All of this occurs in the first 30 pages. The rest involves Helm with a successive array of gorgeous but untrustworthy woman (a Hamilton staple), a hierarchy of mobsters, and Red Chinese agents. Much of the storyline employs Hamilton’s formulaic playbook from earlier novels and those yet to come, including the ploy of somebody staging a fake assault against Helm or another character, for motives that the seasoned Helm easily discerns. Compared with today’s world where arsenals of military-grade weapons seem to be a dime a dozen on the streets, it’s quaint that Helm’s weapon of choice is a .38 revolver. A laser sight on a sniper’s rifle is such advanced technology that Helm calls it a “Flash Gordon gizmo.”
Hamilton’s title, “The Poisoners,” has a couple of symbolic meanings that are associated with the main, interlaced threads of the plot. One meaning refers to a Mafia scheme that Matt stumbles into, involving the movement of ten kilos of Chinese heroin into the U.S. from Mexico. The other meaning refers to a bigger Red Chinese operation for which the drug deal is only a cover. This component of the plot brings back a recurring character from two earlier Helm novels, Red Chinese mastermind Mr. Soo, Mr. Soo isn’t sufficiently colorful, and isn’t on stage long enough, to be very memorable. Still, I suppose he’s preferable to the Red Chinese villain played for laughs by the late, very un-Asian Victor Buono in the movie version of “The Silencers” (1966), Tung-Tse (the name being one of the movie series’ inane sexual puns -- get it, “tonguesy”?)

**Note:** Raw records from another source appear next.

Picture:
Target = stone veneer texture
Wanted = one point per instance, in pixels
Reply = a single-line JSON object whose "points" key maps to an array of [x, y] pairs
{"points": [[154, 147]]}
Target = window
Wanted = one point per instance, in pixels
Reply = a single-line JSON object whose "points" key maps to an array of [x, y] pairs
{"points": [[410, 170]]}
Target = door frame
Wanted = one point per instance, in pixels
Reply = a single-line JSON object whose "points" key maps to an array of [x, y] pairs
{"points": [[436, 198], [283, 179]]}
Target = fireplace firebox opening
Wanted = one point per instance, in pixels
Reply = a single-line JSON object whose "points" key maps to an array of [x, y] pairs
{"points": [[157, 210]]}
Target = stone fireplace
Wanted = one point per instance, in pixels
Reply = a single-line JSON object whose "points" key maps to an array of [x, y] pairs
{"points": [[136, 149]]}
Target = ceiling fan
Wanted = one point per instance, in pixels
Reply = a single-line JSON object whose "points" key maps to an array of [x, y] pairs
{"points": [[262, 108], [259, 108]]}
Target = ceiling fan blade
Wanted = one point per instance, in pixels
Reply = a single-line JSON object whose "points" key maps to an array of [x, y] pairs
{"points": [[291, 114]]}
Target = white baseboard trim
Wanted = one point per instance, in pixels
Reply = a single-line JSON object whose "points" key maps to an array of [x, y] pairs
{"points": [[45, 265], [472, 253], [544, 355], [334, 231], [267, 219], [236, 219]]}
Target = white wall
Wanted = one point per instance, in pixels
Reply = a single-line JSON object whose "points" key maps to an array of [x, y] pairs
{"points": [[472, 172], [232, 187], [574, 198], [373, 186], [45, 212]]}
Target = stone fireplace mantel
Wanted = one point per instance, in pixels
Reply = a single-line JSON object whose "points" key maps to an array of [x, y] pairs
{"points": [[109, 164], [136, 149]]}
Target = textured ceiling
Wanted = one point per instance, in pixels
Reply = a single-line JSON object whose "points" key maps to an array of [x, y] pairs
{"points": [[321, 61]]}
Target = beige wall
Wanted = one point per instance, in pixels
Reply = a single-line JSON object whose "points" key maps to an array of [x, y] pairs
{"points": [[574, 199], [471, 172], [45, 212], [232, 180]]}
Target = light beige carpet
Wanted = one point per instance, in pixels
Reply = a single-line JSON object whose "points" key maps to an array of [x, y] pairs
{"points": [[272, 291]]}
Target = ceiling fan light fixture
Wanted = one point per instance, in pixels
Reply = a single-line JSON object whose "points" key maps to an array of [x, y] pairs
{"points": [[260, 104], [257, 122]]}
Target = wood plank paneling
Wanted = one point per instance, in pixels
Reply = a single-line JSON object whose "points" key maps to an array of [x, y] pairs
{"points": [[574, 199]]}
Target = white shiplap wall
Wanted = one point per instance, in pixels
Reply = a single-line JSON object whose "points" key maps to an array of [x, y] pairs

To say much more about the Red Chinese operation would give away the twists in the plot, but at risk of a spoiler, I’ll note that Hamilton foreshadows the big reveal by setting the action in LA during a smog crisis, alluding to the offstage disappearance of an environmental scientist, and through Helm, commenting several times on the “damp, chemical-smelling mist” that pervades the city. I suspect that Hamilton devised, plotted, and wrote the novel with one eye on TV news coverage of Earth Day, the enactment of the U.S. Clean Air Act, and other environmental developments of 1969 and 1970. Enough said, except to note that, even after Helm figures out the mystery on p. 178, Hamilton still has several surprises waiting in the remaining 46 pages.
You may wonder if the .44 Magnum in the novel was also an attempt by Hamilton to be topical, given that 1971 also saw the release of Don Siegel’s “Dirty Harry,” in which Clint Eastwood’s Insp. Harry Callahan fetishized the sidearm as “the most powerful handgun in the world.” Nope, chronologically impossible: “Dirty Harry” wouldn’t open until eight months later. Maybe there was something in the water that year.
“The Poisoners” went into a second Gold Medal edition in 1984 with different packaging. Aesthetically, the new cover was classier than the old format. Nevertheless, older fans from the ‘60s are likely to mourn that something minor but significant went out of the series when the old layout was discarded.